Außer Ansatz bleiben:

- Steuerfreie Bezüge gemäß § 67 Abs. 1 EStG 1988 ("sonstige Bezüge"); zum Begriff

"sonstige Bezüge" siehe LStR 2002 Rz 1050 bis 1056.

- Steuerfreie Bezüge gemäß § 68 EStG 1988 (bestimmte Zulagen und Zuschläge); siehe

dazu LStR 2002 Rz 1126 bis 1165.

- Mit dem festen Satz des § 67 EStG 1988 zu versteuernde Bezüge; siehe dazu LStR 2002

Rz 1055 bis 1068.

- Mit den Pauschsätzen des § 69 Abs. 1 EStG 1988 zu versteuernde Bezüge

(vorübergehend beschäftigte Arbeitnehmer); siehe dazu LStR 2002 Rz 1166 bis 1170.

7532

Bei der Veranlagung ist die Steuer, die auf die sonstigen Bezüge innerhalb des

Jahressechstels iSd § 67 Abs. 1 und 2 EStG 1988 entfällt, neu zu berechnen. Von den

Bezügen gemäß § 69 Abs. 2 und 3 EStG 1988 (Pauschalbesteuerung) wird von der

bezugsauszahlenden Stelle ein Siebentel als sonstiger Bezug ausgeschieden und mit 6%

besteuert. Bei der Veranlagung bleibt dieses Siebentel bestehen.

7533

Bei den Bezügen gemäß § 69 Abs. 5 EStG 1988 ist zwar am Lohnzettel ein Siebentel der

ausgezahlten Bezüge als sonstiger Bezug auszuweisen, die Besteuerung gemäß § 67 Abs. 1

und 2 EStG 1988 erfolgt im Wege der Veranlagung. Die anrechenbare Lohnsteuer kürzt sich

dementsprechend um 6% des ausgeschiedenen Betrages.
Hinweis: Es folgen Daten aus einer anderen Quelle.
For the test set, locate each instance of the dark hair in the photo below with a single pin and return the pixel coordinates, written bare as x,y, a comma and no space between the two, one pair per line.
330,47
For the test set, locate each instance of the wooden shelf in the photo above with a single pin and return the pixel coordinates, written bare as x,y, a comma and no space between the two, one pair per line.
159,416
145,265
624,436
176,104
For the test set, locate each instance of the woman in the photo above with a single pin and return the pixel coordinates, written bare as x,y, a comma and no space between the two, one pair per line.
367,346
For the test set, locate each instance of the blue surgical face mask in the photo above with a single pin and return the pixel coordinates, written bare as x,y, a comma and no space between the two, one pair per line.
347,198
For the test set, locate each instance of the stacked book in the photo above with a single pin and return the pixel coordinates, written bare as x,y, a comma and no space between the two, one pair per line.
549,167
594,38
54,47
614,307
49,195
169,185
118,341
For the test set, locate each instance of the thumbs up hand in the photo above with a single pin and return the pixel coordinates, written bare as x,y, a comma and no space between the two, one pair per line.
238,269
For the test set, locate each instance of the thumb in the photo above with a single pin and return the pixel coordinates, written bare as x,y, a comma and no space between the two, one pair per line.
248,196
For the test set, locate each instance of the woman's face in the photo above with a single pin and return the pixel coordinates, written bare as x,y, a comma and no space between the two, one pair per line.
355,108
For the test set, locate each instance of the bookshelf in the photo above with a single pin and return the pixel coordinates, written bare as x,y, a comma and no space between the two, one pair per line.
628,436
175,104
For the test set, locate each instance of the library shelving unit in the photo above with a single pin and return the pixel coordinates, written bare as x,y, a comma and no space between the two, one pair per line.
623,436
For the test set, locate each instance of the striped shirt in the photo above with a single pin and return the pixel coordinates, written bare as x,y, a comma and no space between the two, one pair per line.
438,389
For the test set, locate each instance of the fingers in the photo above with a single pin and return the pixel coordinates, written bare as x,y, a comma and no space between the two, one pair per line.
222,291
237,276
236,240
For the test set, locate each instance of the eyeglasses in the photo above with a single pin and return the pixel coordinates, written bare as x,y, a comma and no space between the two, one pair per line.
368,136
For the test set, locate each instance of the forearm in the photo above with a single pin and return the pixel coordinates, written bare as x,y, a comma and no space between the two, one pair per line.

28.4 Steuererklärung (§§ 42 bis 44 EStG 1988)

28.4.1 Begriff und Form der Erklärung

7534

Mit der Steuererklärung sind dem Finanzamt die für eine Veranlagung erforderlichen

Grundlagen bekannt zu geben. Die Erklärung ist in schriftlicher Form unter Verwendung des

amtlichen Vordruckes einzureichen (siehe § 133 Abs. 2 BAO), sofern eine elektronische

Übermittlung nicht zumutbar ist. Sie ist eigenhändig oder durch einen Bevollmächtigten zu

unterschreiben. Für Zeiträume bzw. Stichtage ab 1999 kann die Währungsangabe bereits in

Euro erfolgen. Für Zeiträume bzw. Stichtage ab 2002 hat die Währungsangabe nur in Euro

zu erfolgen.

Ab Veranlagung 2003 hat die Übermittlung der Steuererklärung elektronisch zu erfolgen. Ist

dem Steuerpflichtigen die elektronische Übermittlung der Steuererklärung mangels

technischer Voraussetzungen unzumutbar, hat die Übermittlung der Steuererklärung unter

Verwendung des amtlichen Vordrucks zu erfolgen. Der Bundesminister für Finanzen wird

ermächtigt, den Inhalt und das Verfahren der elektronischen Übermittlung der

Steuererklärung mit Verordnung festzulegen. Dazu ist die Verordnung BGBl. II Nr. 192/2004

ergangen.

7535

Die Verhängung einer Zwangsstrafe ist bei Nichtabgabe der Erklärung möglich. Vor der

Festsetzung ist die Zwangsstrafe anzudrohen und eine angemessene Frist zu setzen

(siehe § 111 BAO). Bei Nichtabgabe der Erklärung besteht Schätzungsbefugnis

gemäß § 184 BAO.

7536

Formmängel (zB Nichtverwendung der amtlichen Vordrucke) und Fehlen der Unterschrift sind

über Auftrag des Finanzamtes zu beheben.